I've had some similar problems with my insurance before each one of the three planned hospitalizations that I've done at Jefferson in the last three years (every summer). Their protocol for initial admission involves scheduling a date to come in and (ideally) receiving a phone call the night before your admission telling you when to come in (depending on room availability, etc). Every time that I've had a hospitalization I've ended up having to wait through most of the morning of my admission date at home as the headache center and hospital staff work hard to get approval from my insurance company. It can be a nerve wracking process, being already anxious about
the hospitalization and then waiting in limbo for insurance approval.
Despite these problems, each time I did eventually get authorization and went through with my stay. Many people criticize the front office staff of the Jefferson Headache Center as being somewhat rude (they'll keep you waiting at the checkout counter without acknowledgment while they finish up whatever they're doing in some cases, for example) but I've seen one or more of them spend (literally) hours on the phone with my insurance company, talking to many people, getting high-up supervisors to talk with them and the doctors and eventually always getting the approval. I know that some insurance companies just won't budge but if anyone can make them do so, these ladies can.
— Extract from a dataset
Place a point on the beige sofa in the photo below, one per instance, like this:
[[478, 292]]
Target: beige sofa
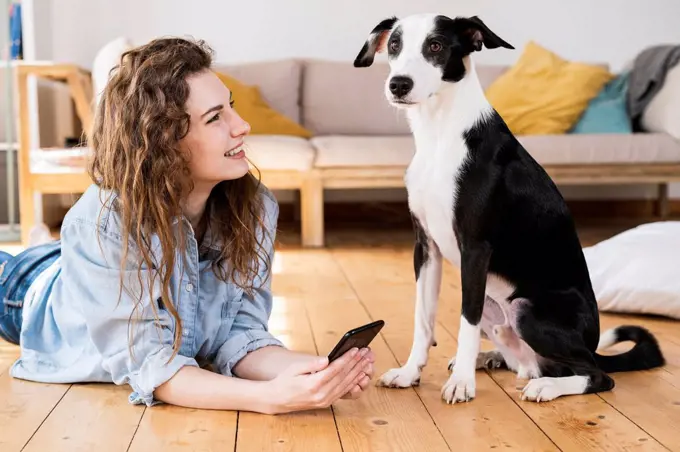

Regarding the specific hospitalizations:
1) In August 2006 I spend a little over two weeks at the hospital on their special inpatient headache treatment floor (reserved for headache center patients). One of the goals of the hospitalization was to detox from the methadone I had been taking as a painkiller which they wanted me to stop taking until they had tried other avenues of treatment. That process mostly involved a slow tapering of the drug, lots of IV fluids and some anxiolytics. The main purpose was to treat my intractable headaches. Their stated goal was to achieve one whole painfree day prior to discharge and they were willing to keep me there until they achieved that. Of course, they often have to accept significant improvement if they can't totally rid you of pain and they will if they've done everything they can. I was treated with a wide variety of medications, from Toradol and other anti-inflammatory drugs to DHE to many neuroepileptics such as Thorazine, Haloperidol, Droperidol and others. They frequently administer Benedryl in conjunction with these IV treatments to help with the side effects of the medications and induce sedation. Of course I had several drugs available for nausea including Phenergan and Zofran and others for anxiety and other neurological side effects such as clonazepam.
During a headache hospitalization at Jeff you'll typically see a neurology resident in the morning and your headache center neurologist in the late afternoon after the office closes. Also, their specialist psychologist and psychiatrist make rounds a certain number of times a week. I most cases their inpatient hospitalizations last somewhere around 5-7 days but they treat you for as long as they need to. I had to leave after a bit over two weeks because I was trying to go back to school that fall (after having left for a year) and the semester started only a few days after I was discharged. Oh, and my primary neurologist who saw me in the hospital was Dr. Stephanie Nahas, who I also see monthly at the center. At the time she was a fellow (working under Dr. William Young) but she is now an attending physician. The psychologist is Dr. Kaiser and the psychiatrist is Dr. Tramuta. They both work exclusively through the headache center. One thing to keep in mind is that Dr. Tramuta bills privately so it won't be covered by your insurance. It's not a bad idea to see him, though after meeting with him in two hospitalizations and many office visits I most recently requested that he not come by my room because I didn't feel that he was helping me (and he's expensive).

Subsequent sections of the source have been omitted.